Thorne acquired WellnessFX in 2012. Founded in 2010, WellnessFX has up to now used data gathered from blood samples given by users at established labs. The results from those tests are then plugged into the company’s propriety software tool and displayed on personal dashboards through which users can track their progress via changes in given parameters. The company also provides nutrition and lifestyle coaching.

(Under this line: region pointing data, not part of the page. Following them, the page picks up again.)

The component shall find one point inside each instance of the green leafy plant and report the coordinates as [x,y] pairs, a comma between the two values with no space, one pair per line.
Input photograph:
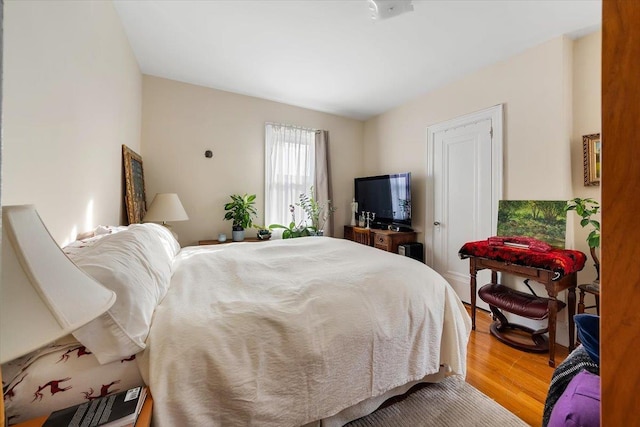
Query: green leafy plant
[586,209]
[292,230]
[317,213]
[241,211]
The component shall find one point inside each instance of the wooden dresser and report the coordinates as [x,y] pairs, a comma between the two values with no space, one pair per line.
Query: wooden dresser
[386,240]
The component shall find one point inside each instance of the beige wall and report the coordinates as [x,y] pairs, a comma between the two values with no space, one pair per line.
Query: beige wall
[587,113]
[536,145]
[181,121]
[72,96]
[540,89]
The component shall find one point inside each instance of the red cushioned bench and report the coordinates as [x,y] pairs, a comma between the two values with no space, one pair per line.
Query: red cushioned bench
[556,269]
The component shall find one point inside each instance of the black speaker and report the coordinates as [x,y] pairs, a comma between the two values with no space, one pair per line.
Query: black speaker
[412,250]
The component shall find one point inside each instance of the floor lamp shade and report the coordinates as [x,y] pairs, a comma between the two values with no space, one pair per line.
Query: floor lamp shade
[166,207]
[43,295]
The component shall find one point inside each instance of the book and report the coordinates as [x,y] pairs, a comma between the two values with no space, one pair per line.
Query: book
[115,410]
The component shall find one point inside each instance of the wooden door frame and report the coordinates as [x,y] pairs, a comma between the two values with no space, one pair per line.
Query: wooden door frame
[620,263]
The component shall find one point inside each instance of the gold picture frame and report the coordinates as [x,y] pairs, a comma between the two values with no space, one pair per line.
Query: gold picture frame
[591,150]
[134,195]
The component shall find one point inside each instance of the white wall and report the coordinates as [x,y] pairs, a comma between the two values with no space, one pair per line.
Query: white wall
[181,121]
[71,98]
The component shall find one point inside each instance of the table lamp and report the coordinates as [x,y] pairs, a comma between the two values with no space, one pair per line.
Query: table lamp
[43,294]
[165,207]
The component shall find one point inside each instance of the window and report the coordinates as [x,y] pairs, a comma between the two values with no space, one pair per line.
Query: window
[289,170]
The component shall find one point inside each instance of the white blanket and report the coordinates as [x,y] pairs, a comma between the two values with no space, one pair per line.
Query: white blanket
[286,332]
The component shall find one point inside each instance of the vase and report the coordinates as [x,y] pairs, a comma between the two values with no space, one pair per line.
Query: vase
[237,235]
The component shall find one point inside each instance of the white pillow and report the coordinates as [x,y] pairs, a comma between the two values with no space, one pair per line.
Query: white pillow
[136,264]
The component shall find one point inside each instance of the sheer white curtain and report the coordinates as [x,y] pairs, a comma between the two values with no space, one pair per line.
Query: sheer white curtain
[289,170]
[322,183]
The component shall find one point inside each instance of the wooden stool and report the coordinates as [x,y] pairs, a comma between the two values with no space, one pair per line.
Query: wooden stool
[524,305]
[589,288]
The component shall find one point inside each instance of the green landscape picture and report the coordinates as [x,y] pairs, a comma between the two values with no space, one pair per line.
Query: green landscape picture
[544,220]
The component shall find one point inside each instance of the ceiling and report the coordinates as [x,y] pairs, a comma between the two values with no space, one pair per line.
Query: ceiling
[329,55]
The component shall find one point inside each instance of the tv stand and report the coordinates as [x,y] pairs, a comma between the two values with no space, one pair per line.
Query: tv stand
[386,240]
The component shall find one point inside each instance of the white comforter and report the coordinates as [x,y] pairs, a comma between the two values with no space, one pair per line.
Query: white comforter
[286,332]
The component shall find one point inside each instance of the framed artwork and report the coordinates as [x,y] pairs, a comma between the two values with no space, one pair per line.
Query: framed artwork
[591,149]
[544,220]
[134,195]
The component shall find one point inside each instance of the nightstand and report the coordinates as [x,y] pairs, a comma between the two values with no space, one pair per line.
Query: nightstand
[144,419]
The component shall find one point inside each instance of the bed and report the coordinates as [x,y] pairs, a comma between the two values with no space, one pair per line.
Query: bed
[313,331]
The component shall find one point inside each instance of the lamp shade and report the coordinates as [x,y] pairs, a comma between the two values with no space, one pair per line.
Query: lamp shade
[43,294]
[165,207]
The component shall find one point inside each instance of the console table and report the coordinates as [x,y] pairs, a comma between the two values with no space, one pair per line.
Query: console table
[386,240]
[556,270]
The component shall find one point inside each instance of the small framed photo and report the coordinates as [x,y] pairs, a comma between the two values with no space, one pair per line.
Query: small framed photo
[591,149]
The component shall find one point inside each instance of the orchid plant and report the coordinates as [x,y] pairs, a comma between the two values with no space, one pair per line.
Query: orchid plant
[316,212]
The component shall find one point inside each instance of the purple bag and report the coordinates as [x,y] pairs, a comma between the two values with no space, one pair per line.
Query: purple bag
[579,405]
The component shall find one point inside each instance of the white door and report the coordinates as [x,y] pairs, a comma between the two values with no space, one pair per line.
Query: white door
[466,184]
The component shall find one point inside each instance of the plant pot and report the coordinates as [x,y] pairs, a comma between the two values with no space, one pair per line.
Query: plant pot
[237,235]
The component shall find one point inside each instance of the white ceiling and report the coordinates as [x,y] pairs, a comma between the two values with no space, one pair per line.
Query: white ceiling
[329,55]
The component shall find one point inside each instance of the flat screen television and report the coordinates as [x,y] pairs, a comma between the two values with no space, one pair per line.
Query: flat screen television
[389,196]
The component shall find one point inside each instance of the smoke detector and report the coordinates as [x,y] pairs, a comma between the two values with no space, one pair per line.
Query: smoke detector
[384,9]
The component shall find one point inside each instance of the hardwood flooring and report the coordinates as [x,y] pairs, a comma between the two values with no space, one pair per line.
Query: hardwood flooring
[515,379]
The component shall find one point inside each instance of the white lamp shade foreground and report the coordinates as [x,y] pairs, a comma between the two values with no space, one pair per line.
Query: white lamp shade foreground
[165,207]
[43,294]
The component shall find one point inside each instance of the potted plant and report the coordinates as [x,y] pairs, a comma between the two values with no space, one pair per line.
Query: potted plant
[240,210]
[586,209]
[263,232]
[317,212]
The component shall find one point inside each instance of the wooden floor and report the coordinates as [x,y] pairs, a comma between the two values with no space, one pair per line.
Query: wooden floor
[515,379]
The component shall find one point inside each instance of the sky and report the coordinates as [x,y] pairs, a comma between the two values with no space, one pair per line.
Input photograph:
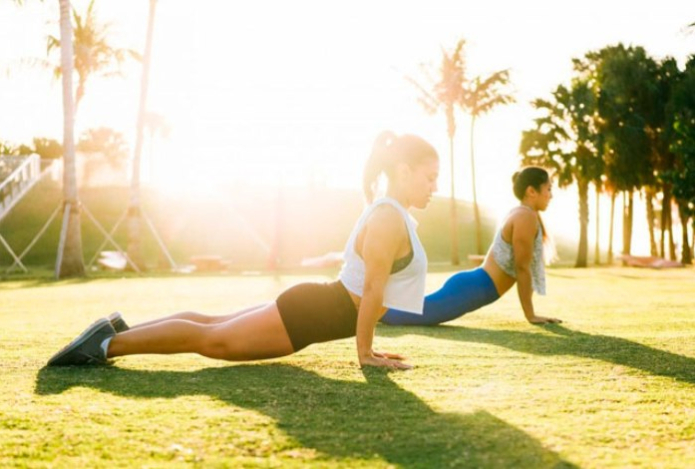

The elegance of those dashboards was one of the things that first attracted Thorne to WellnessFX, said Thorne CEO Paul Jacobsen. It allowed practitioners and their patients an easy way to see what dietary supplement products might be the best choices and to assess how they were working. This new partnership vastly expands that picture, Jacobsen said.
“We’ve never done microbiome testing before,” Jacobsen told NutraIngredients-USA. “Very few companies are doing it and doing it at the level that Petrichor is doing. We are developing a very sophisticated software package that will tie together the blood analysis and the information from the microbiome testing.”
Staying on the right side of the line
Personalized nutrition, in other words the potential tailoring of a diet and supplementation plan based on measurements of how an individual consumer’s system metabolizes nutritional inputs and what their specific needs and deficits might be, has been the holy grail of the supplements industry. That program would have to rest upon a robust testing methodology that yields verifiable and reproducible results. But the whole personal analytics picture was clouded in the past couple of years with the highly-publicized difficulties that testing firm 23andMe had with the Food and Drug Administration, which construed that company’s first iteration of its genomic tests via saliva samples to be an unapproved medical device. Some of FDA’s concerns revolved around the level of medical advice that was provided with the test results and how consumers might use that information to make health care decisions. 23andMe has resolved its issues with FDA, and the rest of the industry took notice.
“All of the work we are doing is aimed at prevention and wellness,” Jacobsen said. “The recommendation engine can be turned on or off. If people want recommendations they can get them.”
“The real strength of this is the ability to tie the blood results into the genetic information. We are aiming at prevention and wellness markets as well as for those consumers who want to optimize athletic performance,” Jacobsen said.
The home kits are already being tested by several professional basketball and football teams, as well as elite CrossFit athletes and teams, Jacobsen said.
“We are in the middle of our first pilot. The initial users are a mixture of patients and athletes who are under a doctor’s care. There are also a few company CEOs and a few doctors themselves,” he said.